C'est une sorte d'homéopathie : on guérit les doutes contre l'Eglise, contre l'Armée, par le mal même de l'Eglise et de l'Armée. On inocule un mal contingent pour prévenir ou guérir un mal essentiel. S'insurger contre l'inhumanité des valeurs d'ordre, pense-t-on, c'est une maladie commune, naturelle, excusable ; il ne faut pas la heurter de front, mais plutôt l'exorciser comme une possession : on fait jouer au malade la représentation de son mal, on l'amène à connaître le visage même de sa révolte, et la révolte disparaît d'autant plus sûrement qu'une fois distancé, regardé, l'ordre n'est plus qu'un mixte manichéen, donc fatal, gagnant sur les deux tableaux et par conséquent bénéfique. Le mal immanent de la servitude est racheté par le bien transcendant de la religion, de la patrie, de l'Eglise, etc. Un peu de mal « avoué » dispense de reconnaître beaucoup de mal caché.

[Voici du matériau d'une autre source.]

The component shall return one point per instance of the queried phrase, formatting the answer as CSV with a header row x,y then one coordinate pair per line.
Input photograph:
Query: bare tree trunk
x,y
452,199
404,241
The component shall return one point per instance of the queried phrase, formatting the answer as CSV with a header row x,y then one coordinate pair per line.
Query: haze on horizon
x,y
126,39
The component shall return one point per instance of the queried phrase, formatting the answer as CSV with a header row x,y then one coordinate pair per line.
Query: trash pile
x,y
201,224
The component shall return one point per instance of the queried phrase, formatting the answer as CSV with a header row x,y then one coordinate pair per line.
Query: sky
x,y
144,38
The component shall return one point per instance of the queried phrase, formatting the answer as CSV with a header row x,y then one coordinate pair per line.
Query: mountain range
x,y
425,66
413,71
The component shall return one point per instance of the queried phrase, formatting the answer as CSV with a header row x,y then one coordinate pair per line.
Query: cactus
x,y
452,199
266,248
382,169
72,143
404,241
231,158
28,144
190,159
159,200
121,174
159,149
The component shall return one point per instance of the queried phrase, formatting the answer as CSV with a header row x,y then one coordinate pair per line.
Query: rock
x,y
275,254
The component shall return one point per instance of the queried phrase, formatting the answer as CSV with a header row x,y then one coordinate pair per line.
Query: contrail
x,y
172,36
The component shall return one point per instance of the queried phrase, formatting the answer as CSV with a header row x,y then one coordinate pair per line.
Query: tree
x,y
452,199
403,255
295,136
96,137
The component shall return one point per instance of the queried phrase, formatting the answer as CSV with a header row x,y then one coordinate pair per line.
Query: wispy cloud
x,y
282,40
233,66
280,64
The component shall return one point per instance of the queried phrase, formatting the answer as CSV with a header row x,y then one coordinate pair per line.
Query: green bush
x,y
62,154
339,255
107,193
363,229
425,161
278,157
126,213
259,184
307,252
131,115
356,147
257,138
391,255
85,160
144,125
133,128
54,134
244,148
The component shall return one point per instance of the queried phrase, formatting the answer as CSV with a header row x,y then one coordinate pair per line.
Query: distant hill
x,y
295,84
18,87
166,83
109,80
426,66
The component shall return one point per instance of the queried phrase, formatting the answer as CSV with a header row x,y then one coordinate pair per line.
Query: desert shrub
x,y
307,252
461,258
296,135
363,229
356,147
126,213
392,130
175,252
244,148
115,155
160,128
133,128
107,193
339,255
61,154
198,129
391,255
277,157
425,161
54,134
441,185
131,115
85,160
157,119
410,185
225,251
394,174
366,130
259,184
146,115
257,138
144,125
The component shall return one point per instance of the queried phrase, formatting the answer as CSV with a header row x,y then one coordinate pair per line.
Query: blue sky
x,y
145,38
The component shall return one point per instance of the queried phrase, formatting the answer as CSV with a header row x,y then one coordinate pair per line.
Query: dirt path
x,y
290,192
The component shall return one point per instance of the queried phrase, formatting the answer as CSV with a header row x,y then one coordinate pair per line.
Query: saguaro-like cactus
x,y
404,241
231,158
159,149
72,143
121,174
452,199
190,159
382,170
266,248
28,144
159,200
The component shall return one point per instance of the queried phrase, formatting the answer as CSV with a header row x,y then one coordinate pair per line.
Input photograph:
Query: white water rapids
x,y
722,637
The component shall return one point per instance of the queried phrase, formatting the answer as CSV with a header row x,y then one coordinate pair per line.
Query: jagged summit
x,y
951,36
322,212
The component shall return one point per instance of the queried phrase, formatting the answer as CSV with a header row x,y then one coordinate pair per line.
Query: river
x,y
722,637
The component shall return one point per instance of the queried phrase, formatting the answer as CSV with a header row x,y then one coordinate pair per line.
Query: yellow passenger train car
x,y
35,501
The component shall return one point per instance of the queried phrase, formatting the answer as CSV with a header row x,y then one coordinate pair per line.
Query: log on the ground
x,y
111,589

On peut retrouver dans la publicité un schéma romanesque qui rend bien compte de cette nouvelle vaccine. Il s'agit de la publicité Astra. L'historiette commence toujours par un cri d'indignation adressé à la margarine : « Une mousse à la margarine ? C'est impensable ! » « De la margarine ? Ton oncle sera furieux ! » Et puis les yeux s'ouvrent, la conscience s'assouplit, la margarine est un délicieux aliment, agréable, digeste, économique, utile en toute circonstance. On connaît la morale de la fin : « Vous voilà débarrassés d'un préjugé qui vous coûtait cher ! » C'est de la même façon que l'Ordre vous délivre de vos préjugés progressistes. L'Armée, valeur idéale ? C'est impensable ; voyez ses brimades, son caporalisme, l'aveuglement toujours possible de ses chefs. L'Eglise, infaillible ? Hélas, c'est bien douteux : voyez ses bigots, ses prêtres sans pouvoir, son conformisme meurtrier. Et puis le bon sens fait ses comptes : que sont les menues scories de l'ordre au prix de ses avantages? Il vaut bien le prix d'un vaccin. Qu'importe, après tout, que la margarine ne soit que de la graisse, si son rendement est supérieur à celui du beurre ? Qu'importe, après tout, que l'ordre soit un peu brutal ou un peu aveugle, s'il nous permet de vivre à bon marché? Nous voilà, nous aussi, débarrassés d'un préjugé qui nous coûtait cher, trop cher, qui nous coûtait trop de scrupules, trop de révoltes, trop de combats et trop de solitude.